Re: [PATCH v2] arm64:kgdb: Fix kernel single-stepping

From: James Morse
Date: Tue Feb 25 2020 - 13:20:32 EST


Hi Corey,

On 25/02/2020 15:38, Corey Minyard wrote:
> On Mon, Feb 24, 2020 at 06:07:17PM +0000, James Morse wrote:
>> On 20/02/2020 21:30, Corey Minyard wrote:
>>> Ok, this is the disconnect. I was assuming that single step would stop
>>> at the next instruction after returning from an exception. qemu works
>>> the same way the hardware I have does. So I'm assuming arm64 doesn't
>>> clear PTRACE.SS on an exception, even though that seems to be what the
>>> manual says.
>>
>> PSTATE.SS isn't an enable bit for single step ... its part of a bigger state-machine.
>> (my made-up terminology for it is 'PSTATE.Suppress-Step'...)
>>
>> The diagram in the Arm-Arm's D2.12.3 "The software step state machine" may help.
>>
>> MDSCR_EL1.SS enables single-step, if PSTATE.D is clear the CPU will now take step
>> exceptions instead of pretty much anything else. (active pending state)
>> To execute one instruction you need to ERET with SPSR_ELx.SS set. (active, not pending)
>> The CPU will execute one instruction, then clear PSTATE.SS. (taking us back to active pending)
>>
>> Taking an exception clears PSTATE.SS so that you know you're in active-pending state, and
>> will take a step exception once you re-enable debug with PSTATE.D. This lets you step the
>> exception handlers.
>> (if it was set, you wouldn't see the first instruction in the step handler, if it was
>> inherited, you couldn't know if you would see the first instruction or not).
>> If you take something other than a step exception, PSTATE.SS will be preserved in SPSR_EL1.SS.
>>
>>
>> What I think you are seeing is the step exception once debug is re-enabled, after taking
>> an exception you didn't want. This happens because MDSCR_EL1.SS is still set.

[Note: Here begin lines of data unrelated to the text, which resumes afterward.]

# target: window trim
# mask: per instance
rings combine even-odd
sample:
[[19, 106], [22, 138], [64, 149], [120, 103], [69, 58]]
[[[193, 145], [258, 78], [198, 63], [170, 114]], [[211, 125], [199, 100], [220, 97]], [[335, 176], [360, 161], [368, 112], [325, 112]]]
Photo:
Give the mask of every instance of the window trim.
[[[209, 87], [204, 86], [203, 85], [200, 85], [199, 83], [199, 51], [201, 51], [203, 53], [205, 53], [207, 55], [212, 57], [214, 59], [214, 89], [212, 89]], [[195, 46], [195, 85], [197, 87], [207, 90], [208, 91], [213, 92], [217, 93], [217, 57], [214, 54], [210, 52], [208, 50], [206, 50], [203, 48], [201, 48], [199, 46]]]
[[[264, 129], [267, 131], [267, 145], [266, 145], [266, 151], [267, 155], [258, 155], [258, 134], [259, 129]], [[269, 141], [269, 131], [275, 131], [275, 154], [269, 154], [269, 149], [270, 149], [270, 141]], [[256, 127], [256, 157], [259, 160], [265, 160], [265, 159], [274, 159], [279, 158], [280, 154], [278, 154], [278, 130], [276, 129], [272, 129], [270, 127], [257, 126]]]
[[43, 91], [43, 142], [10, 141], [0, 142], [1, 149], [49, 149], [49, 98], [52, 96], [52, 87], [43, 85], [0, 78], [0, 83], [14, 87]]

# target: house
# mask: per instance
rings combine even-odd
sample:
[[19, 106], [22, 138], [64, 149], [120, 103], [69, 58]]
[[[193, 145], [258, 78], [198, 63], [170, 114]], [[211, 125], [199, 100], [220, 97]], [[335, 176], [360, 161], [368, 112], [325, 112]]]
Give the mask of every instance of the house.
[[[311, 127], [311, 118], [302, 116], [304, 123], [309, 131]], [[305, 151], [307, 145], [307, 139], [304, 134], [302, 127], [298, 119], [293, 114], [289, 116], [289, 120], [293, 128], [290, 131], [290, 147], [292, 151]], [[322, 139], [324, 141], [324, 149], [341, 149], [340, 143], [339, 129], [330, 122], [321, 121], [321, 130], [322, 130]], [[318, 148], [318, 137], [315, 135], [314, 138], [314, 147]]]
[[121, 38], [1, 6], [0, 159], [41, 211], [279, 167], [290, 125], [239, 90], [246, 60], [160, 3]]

> Ok, I was familiar with that diagram, but I was trying to fit it into
> how the other architectures where I have done this type of work. This
> is a little bizarre to me, but I understand now. Your explaination was
> very helpful, though the code I have is correct either way.

| +/*
| + * The task that is currently being single-stepped. There can be only
| + * one.
| + */
| +struct task_struct *single_step_task;

? I think this would break kprobes and perf's use of single-step on SMP systems.


> The problem is that kgdb doesn't work right with the current
> implementation. If you continue from a breakpoint, it does not
> continue. It just stops at the same place. What happens is:
>
> * gdb remove the breakpoint and single steps.
> * An exception happens and the single step stops in the kernel entry.
> Thus the state machine goes to inactive.

(e.g. the original instruction caused a page fault)


> * gdb re-inserts the breakpoint and continues.

> * When the exception returns, the breakpoint is there and is hit again.

Yes, because the original instruction hadn't run, it caused a page fault. This time its
more likely to succeed.

perf's use of arm64's breakpoints is quite happy with this. It means if you hit a
breakpoint in the fault handler, you see those too. If an instruction causes a page-fault,
you may see it twice, but that is because the CPU tried to execute it twice.

(I agree the irq case is probably just annoying for kgdb)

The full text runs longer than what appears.